Découvrez ce que le syndrome de l'imposteur nous fait oublier. Et comment retrouver des chaussures à sa taille.

CONFIANCE EN SOI

2/26/20262 min read

Quand j'étais enfant, enfiler les chaussures des adultes était l'un de mes jeux préférés.

Je trébuchais, bien sûr. Mais pendant quelques instants, je me sentais enfin « grande ».

Puis j'ai grandi pour de vrai. Et un jour, j'ai enfilé des chaussures à ma taille : un nouveau poste, une nouvelle responsabilité, un rôle plus important.

Pourtant, la sensation était étrange. J'avais l'impression de flotter dedans.

Je ne vais pas y arriver.

Autour de moi, certains semblaient avancer avec une assurance naturelle. Leurs pas paraissaient sûrs, évidents. Les miens me semblaient hésitants.

Un biais de perception, pas un manque de compétence.

Ce sentiment est très répandu dans la vie professionnelle. Attribuer ses réussites à la chance. Minimiser ses compétences. Surestimer celles des autres.

Ce mécanisme porte un nom : le syndrome de l'imposteur.

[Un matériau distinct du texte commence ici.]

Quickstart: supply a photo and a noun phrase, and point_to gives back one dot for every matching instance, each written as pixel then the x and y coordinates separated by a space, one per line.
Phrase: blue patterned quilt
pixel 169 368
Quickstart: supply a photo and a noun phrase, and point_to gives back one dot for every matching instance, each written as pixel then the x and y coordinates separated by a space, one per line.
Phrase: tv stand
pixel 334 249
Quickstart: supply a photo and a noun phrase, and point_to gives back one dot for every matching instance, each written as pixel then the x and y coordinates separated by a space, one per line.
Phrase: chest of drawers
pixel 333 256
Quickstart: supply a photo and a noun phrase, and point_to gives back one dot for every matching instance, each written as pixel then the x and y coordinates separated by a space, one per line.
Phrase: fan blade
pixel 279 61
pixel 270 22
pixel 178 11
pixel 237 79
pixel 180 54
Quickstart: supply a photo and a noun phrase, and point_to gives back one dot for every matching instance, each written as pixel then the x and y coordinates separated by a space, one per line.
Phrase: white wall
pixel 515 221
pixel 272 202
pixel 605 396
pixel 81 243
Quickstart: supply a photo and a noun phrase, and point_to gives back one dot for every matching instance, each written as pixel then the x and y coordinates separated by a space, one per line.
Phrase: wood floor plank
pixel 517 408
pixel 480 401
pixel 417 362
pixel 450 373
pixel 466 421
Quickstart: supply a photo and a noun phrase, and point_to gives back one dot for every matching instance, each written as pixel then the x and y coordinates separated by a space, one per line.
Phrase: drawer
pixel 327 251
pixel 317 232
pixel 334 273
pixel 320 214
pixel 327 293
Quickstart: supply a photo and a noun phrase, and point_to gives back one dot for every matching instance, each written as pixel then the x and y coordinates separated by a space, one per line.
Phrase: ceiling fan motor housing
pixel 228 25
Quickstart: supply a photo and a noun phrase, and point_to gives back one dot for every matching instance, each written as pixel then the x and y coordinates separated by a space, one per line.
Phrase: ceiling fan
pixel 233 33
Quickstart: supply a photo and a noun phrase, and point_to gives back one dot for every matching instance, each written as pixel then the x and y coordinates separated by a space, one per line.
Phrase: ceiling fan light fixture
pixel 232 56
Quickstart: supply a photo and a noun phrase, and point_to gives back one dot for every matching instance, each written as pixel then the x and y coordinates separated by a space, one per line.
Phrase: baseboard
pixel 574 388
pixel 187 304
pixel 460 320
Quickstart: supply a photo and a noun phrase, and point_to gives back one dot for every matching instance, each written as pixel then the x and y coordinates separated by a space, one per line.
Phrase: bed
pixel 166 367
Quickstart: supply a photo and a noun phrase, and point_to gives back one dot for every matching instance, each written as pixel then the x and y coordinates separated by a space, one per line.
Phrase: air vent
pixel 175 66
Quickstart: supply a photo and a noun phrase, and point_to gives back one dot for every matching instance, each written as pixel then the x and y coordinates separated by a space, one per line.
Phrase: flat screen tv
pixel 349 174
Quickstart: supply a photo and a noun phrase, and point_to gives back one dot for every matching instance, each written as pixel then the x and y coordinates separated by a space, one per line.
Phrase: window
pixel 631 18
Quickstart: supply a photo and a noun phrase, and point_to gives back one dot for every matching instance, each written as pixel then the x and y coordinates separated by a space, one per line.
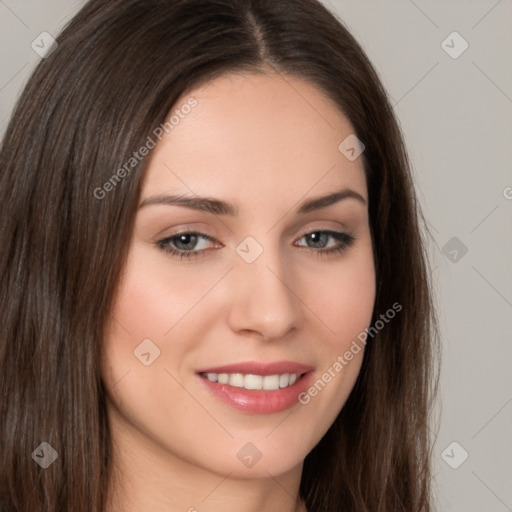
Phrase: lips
pixel 258 401
pixel 257 368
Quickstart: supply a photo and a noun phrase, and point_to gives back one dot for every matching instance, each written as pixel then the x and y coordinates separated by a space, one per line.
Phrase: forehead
pixel 254 134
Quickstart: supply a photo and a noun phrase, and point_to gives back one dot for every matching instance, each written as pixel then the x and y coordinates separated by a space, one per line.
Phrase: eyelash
pixel 344 241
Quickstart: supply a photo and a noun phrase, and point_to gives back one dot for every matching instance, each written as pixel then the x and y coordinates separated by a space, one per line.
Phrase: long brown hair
pixel 116 74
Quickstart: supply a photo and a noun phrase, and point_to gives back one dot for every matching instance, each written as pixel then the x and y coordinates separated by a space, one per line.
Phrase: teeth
pixel 258 382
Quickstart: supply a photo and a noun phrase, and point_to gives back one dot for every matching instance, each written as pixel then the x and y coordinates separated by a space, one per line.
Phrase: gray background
pixel 456 117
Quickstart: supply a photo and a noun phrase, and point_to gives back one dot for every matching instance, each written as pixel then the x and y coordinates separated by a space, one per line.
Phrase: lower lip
pixel 259 402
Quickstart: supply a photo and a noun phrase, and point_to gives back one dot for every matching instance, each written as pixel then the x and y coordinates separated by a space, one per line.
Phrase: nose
pixel 263 299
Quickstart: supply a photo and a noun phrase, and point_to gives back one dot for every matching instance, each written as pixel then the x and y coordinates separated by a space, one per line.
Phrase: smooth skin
pixel 266 143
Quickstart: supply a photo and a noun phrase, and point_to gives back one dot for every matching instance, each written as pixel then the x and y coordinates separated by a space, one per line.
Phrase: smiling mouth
pixel 254 382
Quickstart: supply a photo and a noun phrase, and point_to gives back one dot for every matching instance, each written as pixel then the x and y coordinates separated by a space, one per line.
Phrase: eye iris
pixel 318 238
pixel 185 239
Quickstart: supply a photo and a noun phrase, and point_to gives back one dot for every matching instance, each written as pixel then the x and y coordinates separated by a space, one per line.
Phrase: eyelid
pixel 343 240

Contrairement à ce que l'on pourrait croire, il ne s'agit pas d'un manque de compétence. Il s'agit d'une distorsion entre ce que l'on sait réellement faire — et ce que l'on s'autorise à reconnaître.

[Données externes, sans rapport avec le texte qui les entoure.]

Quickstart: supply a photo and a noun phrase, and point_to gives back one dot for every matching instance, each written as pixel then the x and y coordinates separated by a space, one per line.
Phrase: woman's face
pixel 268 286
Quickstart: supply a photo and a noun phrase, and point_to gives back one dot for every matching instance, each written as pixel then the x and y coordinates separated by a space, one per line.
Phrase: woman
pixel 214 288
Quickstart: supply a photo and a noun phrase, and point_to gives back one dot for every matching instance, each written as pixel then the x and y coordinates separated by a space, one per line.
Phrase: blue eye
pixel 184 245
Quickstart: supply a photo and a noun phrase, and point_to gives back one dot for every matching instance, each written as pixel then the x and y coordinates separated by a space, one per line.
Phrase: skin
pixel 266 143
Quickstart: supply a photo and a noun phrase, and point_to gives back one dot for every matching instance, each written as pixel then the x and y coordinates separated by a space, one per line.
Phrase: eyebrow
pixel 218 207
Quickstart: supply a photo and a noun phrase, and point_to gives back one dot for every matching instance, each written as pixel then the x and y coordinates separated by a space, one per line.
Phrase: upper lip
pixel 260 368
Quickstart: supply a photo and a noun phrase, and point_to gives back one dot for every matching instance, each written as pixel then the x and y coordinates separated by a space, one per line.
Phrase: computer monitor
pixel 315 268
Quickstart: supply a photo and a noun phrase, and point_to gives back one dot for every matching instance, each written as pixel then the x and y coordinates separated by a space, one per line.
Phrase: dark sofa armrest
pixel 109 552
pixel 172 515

Autrement dit : on oublie sa pointure.

Très souvent, nous nous comparons à une image idéalisée du « professionnel compétent » — quelqu'un qui ne douterait jamais, qui saurait immédiatement quoi faire dans toutes les situations. Cette image est séduisante. Elle est aussi largement irréaliste.

Dans la réalité, la compétence se construit autrement : dans l'apprentissage, dans les ajustements, dans les erreurs aussi. Personne ne marche parfaitement du premier coup.

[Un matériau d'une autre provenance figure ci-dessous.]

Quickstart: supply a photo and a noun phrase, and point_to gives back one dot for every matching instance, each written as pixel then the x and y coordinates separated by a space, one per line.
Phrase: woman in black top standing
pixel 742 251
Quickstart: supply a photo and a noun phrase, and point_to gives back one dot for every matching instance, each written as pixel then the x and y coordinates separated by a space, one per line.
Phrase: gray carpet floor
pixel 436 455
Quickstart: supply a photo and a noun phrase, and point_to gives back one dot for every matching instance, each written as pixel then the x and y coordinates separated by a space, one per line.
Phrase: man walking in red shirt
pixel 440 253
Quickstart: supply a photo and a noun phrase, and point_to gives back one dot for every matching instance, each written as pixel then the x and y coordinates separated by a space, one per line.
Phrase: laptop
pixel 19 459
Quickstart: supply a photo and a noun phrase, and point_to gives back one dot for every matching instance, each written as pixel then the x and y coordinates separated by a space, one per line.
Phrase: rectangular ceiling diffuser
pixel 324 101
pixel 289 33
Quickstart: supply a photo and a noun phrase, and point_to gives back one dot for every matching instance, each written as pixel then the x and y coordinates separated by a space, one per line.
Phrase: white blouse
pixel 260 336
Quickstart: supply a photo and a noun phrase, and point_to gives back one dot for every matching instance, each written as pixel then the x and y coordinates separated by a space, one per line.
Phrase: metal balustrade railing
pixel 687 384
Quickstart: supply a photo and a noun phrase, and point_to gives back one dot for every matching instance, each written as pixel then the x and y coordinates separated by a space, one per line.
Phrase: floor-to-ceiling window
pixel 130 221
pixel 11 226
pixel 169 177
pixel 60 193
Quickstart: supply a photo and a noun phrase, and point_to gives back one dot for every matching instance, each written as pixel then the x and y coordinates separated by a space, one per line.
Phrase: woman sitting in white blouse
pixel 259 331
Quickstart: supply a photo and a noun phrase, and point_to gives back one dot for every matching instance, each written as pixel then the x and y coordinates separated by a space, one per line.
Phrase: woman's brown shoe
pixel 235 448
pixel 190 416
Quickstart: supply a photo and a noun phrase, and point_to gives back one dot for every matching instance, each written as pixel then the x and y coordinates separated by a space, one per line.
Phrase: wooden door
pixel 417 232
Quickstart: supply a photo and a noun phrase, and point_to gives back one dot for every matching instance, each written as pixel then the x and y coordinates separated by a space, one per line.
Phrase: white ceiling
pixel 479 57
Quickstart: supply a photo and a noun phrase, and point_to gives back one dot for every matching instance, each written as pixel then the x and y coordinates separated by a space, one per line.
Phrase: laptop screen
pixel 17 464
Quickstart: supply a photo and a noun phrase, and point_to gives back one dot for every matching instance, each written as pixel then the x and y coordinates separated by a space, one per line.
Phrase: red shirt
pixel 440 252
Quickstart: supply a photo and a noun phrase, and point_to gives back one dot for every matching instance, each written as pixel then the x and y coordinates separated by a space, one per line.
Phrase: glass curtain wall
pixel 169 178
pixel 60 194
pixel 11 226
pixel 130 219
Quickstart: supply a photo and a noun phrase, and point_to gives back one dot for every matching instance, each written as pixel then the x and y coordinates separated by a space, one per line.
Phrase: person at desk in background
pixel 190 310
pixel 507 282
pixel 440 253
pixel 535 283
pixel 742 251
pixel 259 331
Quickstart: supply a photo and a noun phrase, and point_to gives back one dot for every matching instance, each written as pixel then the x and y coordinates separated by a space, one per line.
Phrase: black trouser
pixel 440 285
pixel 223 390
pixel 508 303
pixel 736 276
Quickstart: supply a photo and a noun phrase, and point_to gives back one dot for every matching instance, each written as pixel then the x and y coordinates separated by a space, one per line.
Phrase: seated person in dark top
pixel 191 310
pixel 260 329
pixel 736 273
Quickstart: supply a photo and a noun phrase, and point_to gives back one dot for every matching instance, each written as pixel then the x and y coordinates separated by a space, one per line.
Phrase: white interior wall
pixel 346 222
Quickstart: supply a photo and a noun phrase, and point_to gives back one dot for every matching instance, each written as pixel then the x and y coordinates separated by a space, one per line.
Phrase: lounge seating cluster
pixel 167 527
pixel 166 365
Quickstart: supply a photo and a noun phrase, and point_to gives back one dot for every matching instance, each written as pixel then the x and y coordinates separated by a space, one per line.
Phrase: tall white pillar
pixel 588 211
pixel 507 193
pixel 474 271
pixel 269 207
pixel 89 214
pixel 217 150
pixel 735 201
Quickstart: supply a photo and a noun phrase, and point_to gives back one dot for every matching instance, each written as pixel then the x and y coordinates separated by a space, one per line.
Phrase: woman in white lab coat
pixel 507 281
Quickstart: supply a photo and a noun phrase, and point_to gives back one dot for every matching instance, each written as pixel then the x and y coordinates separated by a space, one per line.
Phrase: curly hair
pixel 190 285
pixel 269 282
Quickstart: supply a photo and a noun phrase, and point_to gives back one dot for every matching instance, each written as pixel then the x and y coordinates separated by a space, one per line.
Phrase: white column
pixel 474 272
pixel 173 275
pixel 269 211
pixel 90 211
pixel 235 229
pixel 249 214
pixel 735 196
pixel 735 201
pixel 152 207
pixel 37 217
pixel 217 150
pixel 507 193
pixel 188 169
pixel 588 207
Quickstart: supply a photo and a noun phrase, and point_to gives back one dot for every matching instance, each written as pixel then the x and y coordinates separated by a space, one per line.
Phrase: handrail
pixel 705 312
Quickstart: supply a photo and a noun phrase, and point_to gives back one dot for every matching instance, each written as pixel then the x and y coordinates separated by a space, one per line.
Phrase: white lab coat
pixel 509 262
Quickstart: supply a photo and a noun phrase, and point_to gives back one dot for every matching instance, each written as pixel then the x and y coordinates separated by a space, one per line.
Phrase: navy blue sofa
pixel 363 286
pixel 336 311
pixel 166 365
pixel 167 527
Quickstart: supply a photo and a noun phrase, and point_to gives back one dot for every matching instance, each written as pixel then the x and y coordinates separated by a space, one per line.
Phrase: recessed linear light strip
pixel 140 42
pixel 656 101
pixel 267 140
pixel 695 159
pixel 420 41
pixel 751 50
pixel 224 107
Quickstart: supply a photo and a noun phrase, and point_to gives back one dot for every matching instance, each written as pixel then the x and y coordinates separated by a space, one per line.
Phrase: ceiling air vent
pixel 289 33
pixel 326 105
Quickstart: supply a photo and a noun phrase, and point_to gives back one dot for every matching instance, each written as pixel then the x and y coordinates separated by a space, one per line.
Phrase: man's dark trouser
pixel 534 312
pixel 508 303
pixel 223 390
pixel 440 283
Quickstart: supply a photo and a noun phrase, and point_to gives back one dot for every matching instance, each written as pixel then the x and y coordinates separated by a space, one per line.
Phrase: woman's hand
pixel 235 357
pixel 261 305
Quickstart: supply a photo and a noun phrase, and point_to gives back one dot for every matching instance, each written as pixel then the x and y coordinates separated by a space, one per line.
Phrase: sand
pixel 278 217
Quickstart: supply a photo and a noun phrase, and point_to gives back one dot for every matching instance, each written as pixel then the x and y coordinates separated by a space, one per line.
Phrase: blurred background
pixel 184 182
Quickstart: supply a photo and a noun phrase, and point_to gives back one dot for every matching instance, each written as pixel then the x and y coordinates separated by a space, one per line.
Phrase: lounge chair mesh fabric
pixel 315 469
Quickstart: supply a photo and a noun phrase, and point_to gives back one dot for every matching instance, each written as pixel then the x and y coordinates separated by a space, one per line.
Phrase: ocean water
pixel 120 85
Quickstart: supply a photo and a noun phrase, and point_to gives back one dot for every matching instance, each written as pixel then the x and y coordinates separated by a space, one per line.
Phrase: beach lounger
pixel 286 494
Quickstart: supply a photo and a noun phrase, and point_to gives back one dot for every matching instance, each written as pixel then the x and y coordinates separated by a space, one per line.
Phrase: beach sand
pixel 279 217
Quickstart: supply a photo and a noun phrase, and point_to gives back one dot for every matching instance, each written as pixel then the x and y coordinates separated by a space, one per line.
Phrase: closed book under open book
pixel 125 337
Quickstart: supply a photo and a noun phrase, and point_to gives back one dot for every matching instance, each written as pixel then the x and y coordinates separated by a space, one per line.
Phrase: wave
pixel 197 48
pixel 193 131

La légitimité se construit en marchant.

Avec le temps, j'ai appris à reconnaître ce mécanisme — chez moi d'abord, puis chez les personnes que j'accompagne.

Une idée revient souvent : nous pensons devoir nous sentir légitimes avant d'agir. En réalité, c'est l'inverse.

La légitimité ne précède pas l'action. Elle se construit en marchant.

Si nous portons ces chaussures aujourd'hui, c'est pour une raison. Soit nous les avons choisies. Soit quelqu'un nous a choisis pour les porter — quelqu'un qui a vu en nous quelque chose que nous ne voyions pas encore.

Le syndrome de l'imposteur nous fait oublier une chose essentielle : le chemin déjà parcouru. On regarde toujours devant. On se compare. On se juge. Et l'on oublie de regarder derrière soi.

Parfois, il suffit de ralentir un instant. Revisiter ses expériences. Nommer ses compétences. Reconnaître ce que l'on a appris, traversé, construit.

Regarder ses pieds.

Et réaliser que les chaussures que l'on porte sont à la bonne taille. Depuis le début.